# Working Self Employed and transitioning from UK to Spain



## bvttle (May 17, 2021)

Hi all, I'm wondering if anyone has been in a similar situation and can offer some advice.

My situation:

I'm British, and moved to Spain with my Spanish partner from the UK on 10th April
I am in the process of applying for residency via the EU family member route which will hopefully be resolved in a few months time
I am as of 1st May 2021 working as a sole trader/contractor full time and get paid the same every month as per my contract
I am invoicing my employer every month, this was agreed the best method as they do not have offices in Spain.
Once I have been here for 183 days I will need to become autonomo in Spain (this would be 10th October 2021)
So for the moment I am working as if I was self employed in the UK, which I feel I understand fairly well, but this is all completely new to me too. I am unsure how I am going to transition from UK to Spanish taxes when I need to. 
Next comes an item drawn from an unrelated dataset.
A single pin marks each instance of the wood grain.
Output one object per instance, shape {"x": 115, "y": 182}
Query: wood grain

The main thing that is concerning me is how I need to calculate my monthly deductions so when it comes to filing my tax returns I am prepared and have put aside around the right amount of money. In the UK I will pay Tax, national insurance and Student loan repayments which I have calculated already. 

What deductions are paid in Spain as Autonomo and how could I calculate these deductions accurately?
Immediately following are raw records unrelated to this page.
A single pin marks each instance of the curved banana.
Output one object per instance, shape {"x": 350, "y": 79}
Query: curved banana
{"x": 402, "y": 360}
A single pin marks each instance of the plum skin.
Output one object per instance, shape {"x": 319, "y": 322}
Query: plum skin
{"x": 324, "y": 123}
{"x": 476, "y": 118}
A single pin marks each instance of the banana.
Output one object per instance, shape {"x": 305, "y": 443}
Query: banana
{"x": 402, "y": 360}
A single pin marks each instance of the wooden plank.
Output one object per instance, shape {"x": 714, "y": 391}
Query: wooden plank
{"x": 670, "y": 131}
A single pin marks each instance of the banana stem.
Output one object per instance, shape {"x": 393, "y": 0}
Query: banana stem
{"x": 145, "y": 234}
How long does it roughly take to set set up as Autonomo?

Do I need a Spanish bank account in order to work as Autonomo in Spain? I will open once eventually but my employer is unable to pay into a Spanish account.

Any advice or insight is appreciated, thanks!


----------



## rod_maf (8 mo ago)

Hi! Any news on your situation? Having the same questions exactly. My husband and I are moving from the UK to Spain planing to continue working for a UK company.

How does the UK company pay? Is it possible to pay directly into a Spanish bank account or you needed to keep a UK bank account? We were hoping to close all accounts, addresses etc in the UK (both of us are EU)!

How was your experience to become autonomo? What paperwork do you need to do (which for Spain I’m assuming you will need say paper A, B and C, but for A only you will need papers X, Y and Z 😅) Did you need an address and bank account before registering as autonomo? We’re considering the timing of when to do what to calculate the move UK->Spain.

Hope things have gone well and smoothly for you and all is going well in Spain.

Thanks for your help.


----------



## kaipa (Aug 3, 2013)

You will need an NIE number first and an address. Then you will be able to open a bank account. You set up the automino next. You will need an accountant to do this for you. You need the automino in order to have the state healthcare which in turn is needed for residency. You may be required to wait a few months before you are granted residency as they often wish to ascertain the automino is real- in otherwords the will want to see some form of income entering your Spanish account. If you wish to do things quicker you can get private healthcare for a year and then just show sufficient income in Spanish account- this is a quicker way to obtain residency. You can then set up your automino later. Automino has a reduced rate for first year rising to about 270 euros a month later. It is paid irrespective of any income and is not part of income tax which you will declare every year through your accountant. The only thing I'm not sure about is if automino can be used if you are actually an employee? I was of the impression that you cannot have one client. However I'm sure someone will correct me.


----------